Ronny: "Ik herinner mij nog een reanimatie die ik samen met collega Marc Legein opstartte. Achteraf kregen we een telefoon van de spoedarts dat het dankzij ons was dat de vrouw het had overleefd. Een andere gebeurtenis die me nog altijd bijblijft, zijn de 3 potvissen die in 1994 aanspoelden. Dat bracht een enorme volkstoeloop op de been. Het verkeer zat potdicht, niemand kon nog voor- of achteruit. Collega Johan Vandenberghe moest zelfs te voet – van het rondpunt aan de molen tot bij het slachtoffer op de koninklijke baan – voor een ziekenwagen wandelen zodat die ruimte zou hebben om tot bij het ziekenhuis te raken."

Kristy: "Slechtnieuwsmeldingen blijven je helaas ook bij. Zeker als het gaat over jonge mensen. Dat komt wel kort aan bod in onze opleiding, maar je bent daar toch nooit op voorbereid."

Ronny: "Vroeger moesten we die slechtnieuwsmeldingen zelf doen, ondertussen neemt de dienst slachtofferhulp dat op zich."

T-d: Hoe bouw je een goede relatie op met de bewoners van de wijken waarvoor je verantwoordelijk bent?

Ronny: "Door aanspreekbaar te zijn, goeiedag te zeggen. Je moet toegankelijk zijn. Mijn vrouw zegt regelmatig dat ik meer maatschappelijk assistent ben dan zij, terwijl zij daarvoor heeft gestudeerd. (lacht) Het is belangrijk dat je iedereen op gelijke voet behandelt."

Kristy: "We zijn een luisterend oor voor veel mensen, oudere of vereenzaamde mensen komen bij ons hun hart luchten."

T-d: Wat vind je het meest lonend aan je werk als wijkagent? Zijn er ook nadelen?

Kristy: "Het sociale."

Ronny: "Je hebt ook een bepaalde vrijheid, je kiest wat je eerst doet. Eerst op huisbezoek gaan of eerst de verhoren. Voor mij zijn er geen nadelen, ik denk wel dat je moet dienen voor de job."

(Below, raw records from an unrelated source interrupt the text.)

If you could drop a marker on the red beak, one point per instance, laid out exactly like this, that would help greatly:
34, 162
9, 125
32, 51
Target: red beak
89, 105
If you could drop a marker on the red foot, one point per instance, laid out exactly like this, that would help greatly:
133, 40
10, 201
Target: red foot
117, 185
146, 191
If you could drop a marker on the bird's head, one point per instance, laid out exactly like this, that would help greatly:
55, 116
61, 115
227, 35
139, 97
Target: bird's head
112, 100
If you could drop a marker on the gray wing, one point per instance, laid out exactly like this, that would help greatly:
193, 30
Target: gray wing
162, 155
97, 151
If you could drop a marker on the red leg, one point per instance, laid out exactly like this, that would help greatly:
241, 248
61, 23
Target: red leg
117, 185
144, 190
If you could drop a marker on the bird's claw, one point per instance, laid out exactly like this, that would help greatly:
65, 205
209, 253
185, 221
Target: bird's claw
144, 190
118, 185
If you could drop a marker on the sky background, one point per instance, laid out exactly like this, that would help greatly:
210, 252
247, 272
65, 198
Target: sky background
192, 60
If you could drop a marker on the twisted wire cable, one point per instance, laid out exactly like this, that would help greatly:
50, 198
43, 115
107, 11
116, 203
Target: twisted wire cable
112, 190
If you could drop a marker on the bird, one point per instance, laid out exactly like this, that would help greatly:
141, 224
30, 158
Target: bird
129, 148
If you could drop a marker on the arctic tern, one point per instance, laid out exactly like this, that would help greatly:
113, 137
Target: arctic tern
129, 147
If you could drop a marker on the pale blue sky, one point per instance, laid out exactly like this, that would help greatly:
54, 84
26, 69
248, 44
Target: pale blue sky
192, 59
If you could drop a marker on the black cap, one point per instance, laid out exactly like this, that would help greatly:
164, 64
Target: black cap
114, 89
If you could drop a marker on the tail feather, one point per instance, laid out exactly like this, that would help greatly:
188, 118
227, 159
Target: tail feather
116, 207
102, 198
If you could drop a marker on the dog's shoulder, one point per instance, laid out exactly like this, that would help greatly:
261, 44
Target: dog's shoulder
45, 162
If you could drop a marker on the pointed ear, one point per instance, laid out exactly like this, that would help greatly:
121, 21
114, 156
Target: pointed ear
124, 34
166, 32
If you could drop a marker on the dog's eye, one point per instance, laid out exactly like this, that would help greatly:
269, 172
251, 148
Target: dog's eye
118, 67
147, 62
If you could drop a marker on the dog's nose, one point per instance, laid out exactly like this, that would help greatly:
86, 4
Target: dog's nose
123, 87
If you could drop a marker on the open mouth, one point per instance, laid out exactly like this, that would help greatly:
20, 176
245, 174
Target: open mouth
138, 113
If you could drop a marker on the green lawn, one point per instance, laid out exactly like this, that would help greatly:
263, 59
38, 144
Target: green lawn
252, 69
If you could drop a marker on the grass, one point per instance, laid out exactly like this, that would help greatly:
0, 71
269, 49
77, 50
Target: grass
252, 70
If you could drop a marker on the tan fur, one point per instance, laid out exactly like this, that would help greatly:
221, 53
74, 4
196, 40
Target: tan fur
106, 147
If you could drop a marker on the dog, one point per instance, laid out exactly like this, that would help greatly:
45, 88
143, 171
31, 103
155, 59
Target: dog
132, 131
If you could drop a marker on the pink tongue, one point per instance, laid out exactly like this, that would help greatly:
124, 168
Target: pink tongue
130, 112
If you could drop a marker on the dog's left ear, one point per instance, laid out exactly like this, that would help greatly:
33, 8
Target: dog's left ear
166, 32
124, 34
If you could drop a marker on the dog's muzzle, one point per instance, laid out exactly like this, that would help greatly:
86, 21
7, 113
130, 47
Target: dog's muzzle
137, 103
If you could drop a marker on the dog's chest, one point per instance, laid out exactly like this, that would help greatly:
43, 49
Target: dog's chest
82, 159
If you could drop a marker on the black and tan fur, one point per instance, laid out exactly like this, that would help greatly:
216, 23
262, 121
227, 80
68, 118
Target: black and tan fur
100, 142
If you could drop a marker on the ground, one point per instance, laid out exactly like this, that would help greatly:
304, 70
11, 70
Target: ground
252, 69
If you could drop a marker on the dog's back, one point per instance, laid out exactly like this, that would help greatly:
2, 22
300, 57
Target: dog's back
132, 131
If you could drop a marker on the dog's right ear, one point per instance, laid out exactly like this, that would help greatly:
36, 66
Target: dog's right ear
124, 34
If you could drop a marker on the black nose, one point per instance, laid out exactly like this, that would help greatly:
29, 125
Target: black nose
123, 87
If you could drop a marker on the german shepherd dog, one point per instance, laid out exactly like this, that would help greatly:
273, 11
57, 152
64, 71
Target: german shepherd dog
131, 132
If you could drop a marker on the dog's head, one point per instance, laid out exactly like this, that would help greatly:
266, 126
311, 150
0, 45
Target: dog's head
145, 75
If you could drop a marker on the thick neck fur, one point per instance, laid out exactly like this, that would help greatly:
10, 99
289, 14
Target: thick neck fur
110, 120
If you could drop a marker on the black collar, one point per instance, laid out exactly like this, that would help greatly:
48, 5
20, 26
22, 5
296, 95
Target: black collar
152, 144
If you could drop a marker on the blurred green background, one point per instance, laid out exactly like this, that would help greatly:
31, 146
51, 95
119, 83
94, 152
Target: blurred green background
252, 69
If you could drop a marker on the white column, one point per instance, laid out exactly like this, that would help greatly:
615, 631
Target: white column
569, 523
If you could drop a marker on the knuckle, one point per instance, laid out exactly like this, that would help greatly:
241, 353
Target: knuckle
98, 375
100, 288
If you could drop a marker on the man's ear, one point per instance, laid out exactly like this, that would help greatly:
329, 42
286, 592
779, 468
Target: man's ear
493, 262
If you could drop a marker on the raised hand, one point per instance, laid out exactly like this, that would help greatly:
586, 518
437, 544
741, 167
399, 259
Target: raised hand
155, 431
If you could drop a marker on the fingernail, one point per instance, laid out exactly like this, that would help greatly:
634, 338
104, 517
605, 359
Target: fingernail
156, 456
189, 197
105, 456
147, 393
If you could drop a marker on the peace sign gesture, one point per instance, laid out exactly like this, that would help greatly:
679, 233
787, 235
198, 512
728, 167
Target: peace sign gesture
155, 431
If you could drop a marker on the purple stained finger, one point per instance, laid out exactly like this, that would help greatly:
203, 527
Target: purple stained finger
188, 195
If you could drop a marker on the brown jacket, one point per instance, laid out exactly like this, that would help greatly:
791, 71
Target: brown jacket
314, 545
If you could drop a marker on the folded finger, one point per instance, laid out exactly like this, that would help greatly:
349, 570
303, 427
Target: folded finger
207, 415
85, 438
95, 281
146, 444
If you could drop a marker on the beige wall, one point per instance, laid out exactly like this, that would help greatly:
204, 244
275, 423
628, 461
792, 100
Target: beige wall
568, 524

Kristy: "Ik wel, maar de nachten niet meer. Met een gezin is dat moeilijk, zeker omdat mijn man ook inspecteur is bij de politie, in Middelkerke. Meestal kunnen we onze opdrachten ook tijdens de kantooruren uitvoeren, meestal vinden we wel iemand thuis. En anders tijdens het weekend."

Ronny: "Weekenddiensten horen er wel bij. De ordediensten voor openingen, stoeten of koersen vinden meestal in het weekend plaats. En die zijn ook niet wijkgebonden. Dan zie je ons ook in De Panne of Nieuwpoort."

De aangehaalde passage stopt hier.